Why this story? General Sir Frank Messervy, K.C.S.I., K.B.E., C.B., D.S.O, was the son of Myra de Boissière who married an Englishman by the name of Walter Messervy, who had come out to Trinidad to work in the Colonial Bank, later Barclays Bank, eventually becoming its manager. Myra was the daughter of Poleska de Boissière, who then lived with her husband, Dr. de Boissière, in Champs Elysées, which is now the Country Club. Frank in fact might have been born at Bagshot House, which went to the Bank when his original owner, Valleton de Boissière, got into financial difficulties.
After Myra and Walter had had several other children, and Walter was posted to Jamaica to work in the bank, Frank had the good fortune of being "adopted" by wealthy, childless relatives of his father. They educated him at Eaton and made him their heir. From them, Frank inherited the Twining tea estates in Sri Lanka. He had an exceptionally brilliant military career. Graduating from Sandhurst in 1913, from where he was posted as a 2nd Lieutenant in the Indian Army, joining the 9th Hodsonshorse in 1914. During the First World War he served in France, Palestine, Syria and Kurdistan. His experience in this war was, as for most of the soldiers, a horrible one. After the Treaty of Versailles, Frank came back to his home country for prolonged visits, staying with his beloved grandmother in Champs Elysées. His uncle Arneaud was Lieut.-Col., the  most senior officer serving on the western front in the war, spent much time with him as well.
Back to England, where Frank passed the staff college course at Chamberley in 1926, going on to become a brevet major in 1929 and a brevet lieutenant-colonel in 1933. During the Second World War, he first served in Eritrea and then in North Africa. Captured by the Germans, he escaped. He rose rapidly in rank, ending the war as  Lieutenant General. Appointed G.O.C. in C. and Governor of Malaysia. He later became C. in C. of the army of independent Pakistan, and served there at the time when India achieved her independence.

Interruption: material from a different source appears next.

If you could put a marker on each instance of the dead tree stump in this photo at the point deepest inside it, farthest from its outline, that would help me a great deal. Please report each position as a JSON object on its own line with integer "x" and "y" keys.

Messervy was deputy chief scout to Lord Rowallan.
In his military career, Messervy was known as the "spearhead general". He went into battle with his men, and did not stay behind to direct battle strategies over a map. In most pictures, he is dirty, unshaven, and probably missed his lunch. A deeply religious man, in the last years of his life, he went regularly to Lourdes, where he acted as stretcher-bearer for sick pilgrims. He died in 1974 - a Trinidadian at heart and in genes, decorated with the highest military honours of the British Empire, celebrated in many international publications, a brave hero who our soldiers can be proud of.